Despite their heightened operational sophistication, SloppyLemming has evidenced lapses in operational security, leaving multiple Workers instances exposed as open directories. This oversight has inadvertently disclosed staged malware, including components of BurrowShell and Havoc loaders, which were secured using distinct RC4 keys. This operational slip has allowed researchers to recover additional tools and affirm that SloppyLemming continues to lean on the Havoc framework alongside its innovative custom implants.

Impact, Attribution, and Defense Strategies

The implications of this campaign are profound, particularly concerning the national security interests of both Pakistan and Bangladesh.
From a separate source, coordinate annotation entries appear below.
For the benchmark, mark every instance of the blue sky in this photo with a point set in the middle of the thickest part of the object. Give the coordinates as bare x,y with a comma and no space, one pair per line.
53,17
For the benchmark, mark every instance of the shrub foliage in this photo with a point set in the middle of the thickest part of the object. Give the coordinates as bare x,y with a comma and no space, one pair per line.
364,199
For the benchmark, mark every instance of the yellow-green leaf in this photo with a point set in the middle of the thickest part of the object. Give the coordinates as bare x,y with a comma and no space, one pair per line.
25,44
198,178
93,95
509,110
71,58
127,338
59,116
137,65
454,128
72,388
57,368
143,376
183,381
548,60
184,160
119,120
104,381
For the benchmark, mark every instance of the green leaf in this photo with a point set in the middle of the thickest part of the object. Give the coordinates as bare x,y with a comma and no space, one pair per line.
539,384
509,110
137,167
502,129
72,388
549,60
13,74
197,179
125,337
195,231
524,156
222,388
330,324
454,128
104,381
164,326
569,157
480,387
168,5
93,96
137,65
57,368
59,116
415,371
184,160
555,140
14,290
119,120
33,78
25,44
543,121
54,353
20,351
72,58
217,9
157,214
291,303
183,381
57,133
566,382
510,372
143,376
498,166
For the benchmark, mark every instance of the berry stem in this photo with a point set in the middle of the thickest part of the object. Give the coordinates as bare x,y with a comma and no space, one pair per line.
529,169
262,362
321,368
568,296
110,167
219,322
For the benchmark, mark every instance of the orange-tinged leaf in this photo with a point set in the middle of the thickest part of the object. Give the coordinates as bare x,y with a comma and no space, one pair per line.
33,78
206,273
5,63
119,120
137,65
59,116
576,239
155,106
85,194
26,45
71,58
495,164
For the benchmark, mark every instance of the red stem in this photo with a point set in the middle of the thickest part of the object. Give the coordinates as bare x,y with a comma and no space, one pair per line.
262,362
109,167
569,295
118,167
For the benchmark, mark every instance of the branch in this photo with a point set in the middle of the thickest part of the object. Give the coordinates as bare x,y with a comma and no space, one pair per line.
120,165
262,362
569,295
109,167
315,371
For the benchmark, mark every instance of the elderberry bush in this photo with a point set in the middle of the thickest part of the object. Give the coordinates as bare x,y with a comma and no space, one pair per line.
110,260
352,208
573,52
The targeting of nuclear regulatory bodies, defense logistics, and vital telecom and financial institutions clearly aligns with strategic intelligence collection priorities in the region. This aligns with assessments that SloppyLemming operates under the auspices of interests connected to India.

An internal event messaging mechanism referred to as "OneCollector" is embedded within the malware, designed to mimic legitimate Microsoft telemetry endpoints, further complicating detection efforts.

For organizations seeking to defend against these threats, Arctic Wolf recommends several crucial strategies. These include blocking confirmed malicious workers.dev hostnames, inspecting outbound HTTPS traffic that resembles Windows Update or utilizes specific Rust-tooling user agents, and employing detection content tailored specifically for BurrowShell and the Rust keylogger implants. Furthermore, mapping SloppyLemming’s activities to a wide array of MITRE ATT&CK techniques—including spear-phishing, DLL search order hijacking, and encrypted web C2—is paramount for understanding and mitigating the risks posed.

Defenders are advised to maintain strict controls over macros, carefully scrutinize PDFs and embedded URLs pointing to workers.dev domains, monitor for suspicious ClickOnce deployments, and keep an eye out for DLL sideloading involving legitimate Microsoft binaries in atypical locations.

In conclusion, SloppyLemming’s evolving tactics reflect an acute understanding of both technology and geopolitical realities, heralding a new chapter in cyber threats that underscores the pressing need for vigilance and robust defense mechanisms in South Asia.